*Vittorio_Cottafavi è stato un regista e sceneggiatore italiano.
Vedi anche: https://ilcomunista23.blogspot.it/2017/08/tragedia-come-paideia-eva-cantarella.html
Le parole sono armi - Luciano Canfora (Da: http://salvatoreloleggio.blogspot.it)
Diceva Aristofane, e forse ci credeva, che molte signore ateniesi si erano dapprima coperte di vergogna, quindi suicidate, per il coinvolgente influsso esercitato sulla loro mente delle figure femminili messe in scena da Euripide. Queste figure, per esempio Fedra innamorata del figliastro, o Stenebea, moglie di Preto, ma presa d’amore per Bellerofonte, vengono designate da Aristofane, nello stesso contesto delle Rane, con la cruda e iniqua parola cara ad ogni Tartufo: “sgualdrine”. L’idea che Aristofane esprime, e i suoi spettatori condividono, è che il teatro sia il veicolo di una ideologia: “Il poeta deve nascondere il male, non metterlo in mostra né insegnarlo. Ai bambini fa lezione il maestro, agli adulti i poeti”.
Questa è l’idea che gli ateniesi hanno del teatro e della sua implicazione politica ed esistenziale. Politica, anche: non a caso dalla più antica erudizione è stato usuale cercare di cogliere e spiegare i riferimenti molteplici, le allusioni, contenuti nelle tragedie e nelle commedie, in quanto appunto suprema forma di pedagogia collettiva. Non a caso su questo teatro veniva esercitata una censura, e talvolta una esplicita repressione politica. “Non daremo il coro a chiunque”, ammonisce l’interlocutore ateniese nelle Leggi di Platone.
Victor Ehrenberg in un saggio assai noto, Sofocle e Pericle, apparso nel 1954, sostenne che l’Antigone di Sofocle rappresenta la rivendicazione dei valori umani in antitesi con le leggi positive dello Stato (di ogni Stato, parrebbe di capire). Ehremberg si poneva criticamente di fronte a un grandissimo interprete ottocentesco dell’Antigone, Hegel, il quale nelle Lezioni di estetica aveva visto nello scontro tra Antigone e il tiranno Creonte l’espressione della polarità tra la famiglia e lo Stato.
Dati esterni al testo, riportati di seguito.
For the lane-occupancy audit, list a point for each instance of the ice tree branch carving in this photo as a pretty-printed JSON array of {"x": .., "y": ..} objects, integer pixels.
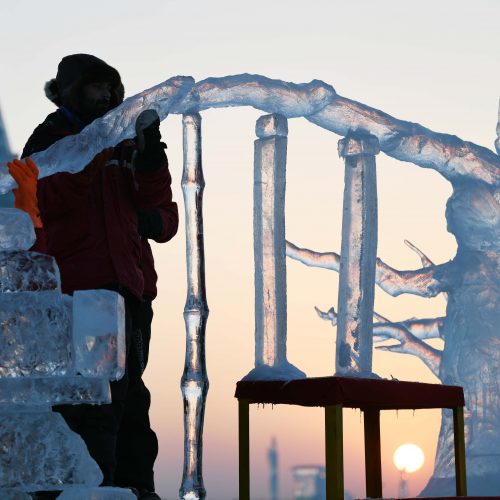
[
  {"x": 423, "y": 282},
  {"x": 409, "y": 333},
  {"x": 408, "y": 344}
]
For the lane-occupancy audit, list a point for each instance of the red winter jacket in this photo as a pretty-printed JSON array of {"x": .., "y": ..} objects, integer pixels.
[{"x": 90, "y": 218}]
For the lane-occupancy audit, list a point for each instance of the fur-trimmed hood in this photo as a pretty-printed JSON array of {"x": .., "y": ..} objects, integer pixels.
[{"x": 76, "y": 70}]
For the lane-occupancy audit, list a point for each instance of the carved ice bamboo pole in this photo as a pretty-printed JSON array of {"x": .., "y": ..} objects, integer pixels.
[
  {"x": 194, "y": 382},
  {"x": 358, "y": 255},
  {"x": 269, "y": 250}
]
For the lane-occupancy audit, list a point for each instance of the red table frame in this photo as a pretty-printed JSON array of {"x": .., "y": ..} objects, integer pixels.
[{"x": 334, "y": 393}]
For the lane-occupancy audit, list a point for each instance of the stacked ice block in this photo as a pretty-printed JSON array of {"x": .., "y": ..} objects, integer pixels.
[{"x": 54, "y": 349}]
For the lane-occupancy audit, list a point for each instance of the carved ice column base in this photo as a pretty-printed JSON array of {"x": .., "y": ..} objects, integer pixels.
[
  {"x": 358, "y": 256},
  {"x": 269, "y": 252}
]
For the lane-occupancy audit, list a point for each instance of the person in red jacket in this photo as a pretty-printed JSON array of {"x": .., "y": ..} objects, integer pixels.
[{"x": 96, "y": 224}]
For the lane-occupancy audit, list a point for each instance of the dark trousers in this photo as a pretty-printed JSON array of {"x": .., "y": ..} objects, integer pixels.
[{"x": 118, "y": 435}]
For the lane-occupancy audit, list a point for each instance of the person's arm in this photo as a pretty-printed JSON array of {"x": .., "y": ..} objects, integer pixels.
[
  {"x": 62, "y": 193},
  {"x": 158, "y": 216}
]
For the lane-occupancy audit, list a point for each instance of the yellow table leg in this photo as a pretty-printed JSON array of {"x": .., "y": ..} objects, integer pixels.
[
  {"x": 373, "y": 466},
  {"x": 334, "y": 453},
  {"x": 244, "y": 448},
  {"x": 458, "y": 433}
]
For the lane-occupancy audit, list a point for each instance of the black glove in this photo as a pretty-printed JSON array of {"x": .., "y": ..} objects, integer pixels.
[{"x": 151, "y": 151}]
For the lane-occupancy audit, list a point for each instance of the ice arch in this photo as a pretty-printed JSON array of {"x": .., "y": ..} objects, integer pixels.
[{"x": 471, "y": 280}]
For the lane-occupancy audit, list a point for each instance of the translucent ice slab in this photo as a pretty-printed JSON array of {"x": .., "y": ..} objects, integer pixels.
[
  {"x": 99, "y": 333},
  {"x": 40, "y": 452},
  {"x": 16, "y": 228},
  {"x": 36, "y": 334},
  {"x": 52, "y": 391},
  {"x": 22, "y": 271},
  {"x": 103, "y": 493}
]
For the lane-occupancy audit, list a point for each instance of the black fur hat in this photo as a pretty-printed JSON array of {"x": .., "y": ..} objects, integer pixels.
[{"x": 76, "y": 70}]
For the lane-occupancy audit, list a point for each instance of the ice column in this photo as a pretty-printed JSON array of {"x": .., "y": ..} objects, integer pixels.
[
  {"x": 194, "y": 382},
  {"x": 269, "y": 251},
  {"x": 497, "y": 141},
  {"x": 358, "y": 255}
]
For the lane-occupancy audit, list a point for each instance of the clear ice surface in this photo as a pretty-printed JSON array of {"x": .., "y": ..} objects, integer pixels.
[
  {"x": 12, "y": 494},
  {"x": 102, "y": 493},
  {"x": 317, "y": 101},
  {"x": 36, "y": 334},
  {"x": 471, "y": 280},
  {"x": 16, "y": 228},
  {"x": 99, "y": 333},
  {"x": 269, "y": 252},
  {"x": 43, "y": 391},
  {"x": 194, "y": 381},
  {"x": 359, "y": 251},
  {"x": 40, "y": 452},
  {"x": 22, "y": 271},
  {"x": 73, "y": 153}
]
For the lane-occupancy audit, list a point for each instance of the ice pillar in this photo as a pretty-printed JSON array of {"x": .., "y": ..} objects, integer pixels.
[
  {"x": 269, "y": 250},
  {"x": 194, "y": 382},
  {"x": 497, "y": 141},
  {"x": 358, "y": 255}
]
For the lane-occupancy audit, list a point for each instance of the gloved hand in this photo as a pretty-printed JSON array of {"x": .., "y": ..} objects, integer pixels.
[
  {"x": 151, "y": 155},
  {"x": 26, "y": 175}
]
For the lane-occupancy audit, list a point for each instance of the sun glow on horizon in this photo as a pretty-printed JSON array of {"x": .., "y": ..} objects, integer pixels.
[{"x": 408, "y": 458}]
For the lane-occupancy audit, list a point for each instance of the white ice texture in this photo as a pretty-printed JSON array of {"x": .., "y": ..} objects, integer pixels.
[
  {"x": 22, "y": 271},
  {"x": 102, "y": 493},
  {"x": 317, "y": 101},
  {"x": 16, "y": 228},
  {"x": 35, "y": 333},
  {"x": 99, "y": 333}
]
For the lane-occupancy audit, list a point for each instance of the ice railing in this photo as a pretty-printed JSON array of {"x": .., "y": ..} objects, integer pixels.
[{"x": 365, "y": 132}]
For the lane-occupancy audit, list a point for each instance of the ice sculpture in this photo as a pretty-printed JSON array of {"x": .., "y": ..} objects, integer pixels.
[
  {"x": 359, "y": 251},
  {"x": 44, "y": 361},
  {"x": 470, "y": 356},
  {"x": 194, "y": 382},
  {"x": 269, "y": 252}
]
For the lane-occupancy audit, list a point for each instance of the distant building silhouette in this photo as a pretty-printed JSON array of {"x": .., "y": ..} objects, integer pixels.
[
  {"x": 6, "y": 200},
  {"x": 272, "y": 456}
]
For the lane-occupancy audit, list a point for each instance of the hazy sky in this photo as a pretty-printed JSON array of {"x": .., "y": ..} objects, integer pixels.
[{"x": 432, "y": 62}]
Per chi lo ignori non è male ricordare che Antigone pullula di dibattiti politici: ad esempio quello tra Emone e Creonte, tutti centrati sui temi vitali della comunità (il potere personale, il controllo popolare, il consenso conformistico e coatto e così via). I cercatori della poesia “pura” hanno sempre arricciato il naso dinanzi a questo genere di interpretazioni. Ignari per lo più della natura intimamente e strutturalmente politica del teatro ateniese, fraintendono un teatro il cui strumento erano appunto le maschere prototipiche della tradizione mitologica.
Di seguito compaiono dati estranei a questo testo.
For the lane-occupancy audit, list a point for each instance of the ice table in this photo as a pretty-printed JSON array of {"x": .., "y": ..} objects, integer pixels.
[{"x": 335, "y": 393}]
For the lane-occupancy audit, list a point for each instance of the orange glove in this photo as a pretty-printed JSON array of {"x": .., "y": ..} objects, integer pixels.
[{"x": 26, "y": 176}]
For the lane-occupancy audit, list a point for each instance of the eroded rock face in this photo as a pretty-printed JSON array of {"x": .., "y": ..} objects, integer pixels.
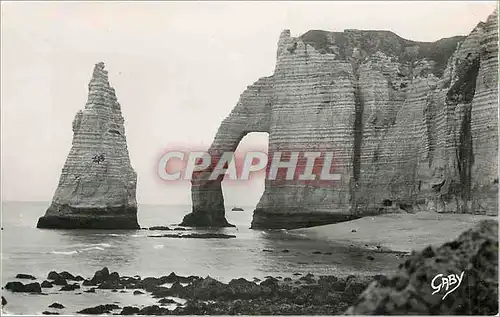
[
  {"x": 410, "y": 291},
  {"x": 412, "y": 125},
  {"x": 97, "y": 185}
]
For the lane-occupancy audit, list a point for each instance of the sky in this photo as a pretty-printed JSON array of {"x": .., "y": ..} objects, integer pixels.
[{"x": 178, "y": 69}]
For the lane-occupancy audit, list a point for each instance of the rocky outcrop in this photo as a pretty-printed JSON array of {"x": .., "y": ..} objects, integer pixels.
[
  {"x": 97, "y": 185},
  {"x": 411, "y": 124},
  {"x": 410, "y": 290}
]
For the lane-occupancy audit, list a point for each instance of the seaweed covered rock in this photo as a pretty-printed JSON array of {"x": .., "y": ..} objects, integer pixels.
[{"x": 418, "y": 287}]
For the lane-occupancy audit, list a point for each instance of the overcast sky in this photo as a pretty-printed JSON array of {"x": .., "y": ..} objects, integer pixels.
[{"x": 178, "y": 69}]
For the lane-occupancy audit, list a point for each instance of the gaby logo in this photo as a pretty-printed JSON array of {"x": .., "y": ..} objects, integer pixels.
[{"x": 441, "y": 282}]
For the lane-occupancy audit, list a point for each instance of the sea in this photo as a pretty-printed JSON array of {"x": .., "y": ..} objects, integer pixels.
[{"x": 252, "y": 254}]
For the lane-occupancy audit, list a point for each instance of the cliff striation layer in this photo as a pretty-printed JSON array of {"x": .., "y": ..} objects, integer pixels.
[
  {"x": 97, "y": 185},
  {"x": 409, "y": 291},
  {"x": 412, "y": 125}
]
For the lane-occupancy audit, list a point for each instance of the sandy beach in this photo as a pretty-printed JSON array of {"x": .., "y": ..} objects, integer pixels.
[{"x": 396, "y": 232}]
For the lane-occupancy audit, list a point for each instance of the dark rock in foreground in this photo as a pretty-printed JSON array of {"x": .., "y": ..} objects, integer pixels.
[
  {"x": 46, "y": 284},
  {"x": 409, "y": 291},
  {"x": 129, "y": 310},
  {"x": 70, "y": 287},
  {"x": 165, "y": 228},
  {"x": 98, "y": 310},
  {"x": 197, "y": 236},
  {"x": 56, "y": 305},
  {"x": 25, "y": 276},
  {"x": 19, "y": 287}
]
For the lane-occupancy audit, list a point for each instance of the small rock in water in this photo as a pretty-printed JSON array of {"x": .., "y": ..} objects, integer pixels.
[
  {"x": 25, "y": 276},
  {"x": 53, "y": 275},
  {"x": 167, "y": 301},
  {"x": 165, "y": 228},
  {"x": 70, "y": 287},
  {"x": 197, "y": 236},
  {"x": 67, "y": 276},
  {"x": 100, "y": 276},
  {"x": 56, "y": 305},
  {"x": 99, "y": 310},
  {"x": 19, "y": 287},
  {"x": 46, "y": 284}
]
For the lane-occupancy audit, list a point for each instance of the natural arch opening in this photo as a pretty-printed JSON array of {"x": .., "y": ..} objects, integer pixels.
[{"x": 245, "y": 194}]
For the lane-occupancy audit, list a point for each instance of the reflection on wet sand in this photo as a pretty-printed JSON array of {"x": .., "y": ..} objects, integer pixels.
[{"x": 300, "y": 254}]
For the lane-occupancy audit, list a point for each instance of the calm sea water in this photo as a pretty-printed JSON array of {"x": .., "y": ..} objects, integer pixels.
[{"x": 26, "y": 249}]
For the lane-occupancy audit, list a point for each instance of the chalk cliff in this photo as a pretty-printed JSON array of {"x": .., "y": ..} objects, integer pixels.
[
  {"x": 413, "y": 125},
  {"x": 97, "y": 185}
]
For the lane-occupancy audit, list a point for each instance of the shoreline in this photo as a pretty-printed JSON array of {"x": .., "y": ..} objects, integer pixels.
[
  {"x": 302, "y": 294},
  {"x": 402, "y": 233}
]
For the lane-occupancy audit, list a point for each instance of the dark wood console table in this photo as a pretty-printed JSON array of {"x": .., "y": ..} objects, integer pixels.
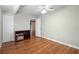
[{"x": 22, "y": 34}]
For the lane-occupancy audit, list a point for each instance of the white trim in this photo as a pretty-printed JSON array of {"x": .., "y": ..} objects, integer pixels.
[
  {"x": 61, "y": 42},
  {"x": 0, "y": 45}
]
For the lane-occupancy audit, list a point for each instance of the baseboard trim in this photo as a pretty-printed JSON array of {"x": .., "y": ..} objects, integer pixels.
[{"x": 61, "y": 42}]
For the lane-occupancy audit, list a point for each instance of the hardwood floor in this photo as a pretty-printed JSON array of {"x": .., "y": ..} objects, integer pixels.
[{"x": 36, "y": 46}]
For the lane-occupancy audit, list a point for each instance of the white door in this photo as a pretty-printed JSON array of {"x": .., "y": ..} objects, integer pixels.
[
  {"x": 38, "y": 27},
  {"x": 8, "y": 28}
]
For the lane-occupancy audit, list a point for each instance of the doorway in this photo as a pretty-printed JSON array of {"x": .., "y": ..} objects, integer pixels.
[{"x": 32, "y": 28}]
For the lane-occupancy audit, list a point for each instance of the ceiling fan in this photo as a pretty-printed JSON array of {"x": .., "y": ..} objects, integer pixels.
[{"x": 46, "y": 8}]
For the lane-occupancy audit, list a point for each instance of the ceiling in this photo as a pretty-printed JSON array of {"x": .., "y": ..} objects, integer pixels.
[{"x": 26, "y": 9}]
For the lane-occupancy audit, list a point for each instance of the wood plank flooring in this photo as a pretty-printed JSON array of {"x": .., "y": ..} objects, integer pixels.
[{"x": 36, "y": 46}]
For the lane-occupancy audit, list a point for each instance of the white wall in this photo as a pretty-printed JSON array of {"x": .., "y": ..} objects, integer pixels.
[
  {"x": 0, "y": 28},
  {"x": 22, "y": 22},
  {"x": 38, "y": 27},
  {"x": 8, "y": 28},
  {"x": 62, "y": 25}
]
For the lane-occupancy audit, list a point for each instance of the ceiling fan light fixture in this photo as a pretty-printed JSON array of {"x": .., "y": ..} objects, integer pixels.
[{"x": 43, "y": 11}]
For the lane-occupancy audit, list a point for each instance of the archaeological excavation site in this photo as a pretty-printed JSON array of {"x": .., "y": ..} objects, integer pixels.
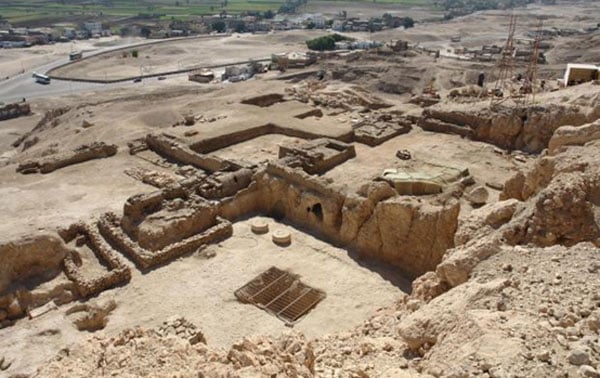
[{"x": 355, "y": 218}]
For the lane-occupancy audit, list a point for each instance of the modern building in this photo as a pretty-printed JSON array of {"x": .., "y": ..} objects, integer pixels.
[{"x": 580, "y": 73}]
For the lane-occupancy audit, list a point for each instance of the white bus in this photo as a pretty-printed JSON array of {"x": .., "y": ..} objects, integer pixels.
[{"x": 42, "y": 79}]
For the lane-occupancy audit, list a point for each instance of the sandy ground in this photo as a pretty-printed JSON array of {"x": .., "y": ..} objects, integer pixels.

Una messinscena dell’Antigone promossa da un gruppo femminista tedesco fu vietata subito dopo Stammhein (1977) [il riferimento è alla RAF e alla morte in carcere dei componenti del gruppo Baader Meinhof ]. Il divieto della sepoltura che è al centro della tragedia sofoclea si offriva spontaneamente come parallelo della più oscura e tragica vicenda degli “anni di piombo”. Il censore governativo ragionò alla stessa maniera del gruppo femminista, ma con intendimento opposto.
Non riesco perciò davvero a capire il chiasso ostile che si è voluto fare intorno all’Antigone di Rossana Rossanda. Forse è tutto dovuto a una scarsa cultura storico-letteraria. Ogni volta che questa moderna studiosa del moderno fenomeno eversivo ricorre alla figura di Antigone – anni fa con l’omonima rivista, ora con l’introduzione alla tragedia – si levano proteste a misurare il misfatto di lesa Antigone. Non sanno, come sapevano invece gli ateniesi, che le parole dette dalle scena erano “armi”.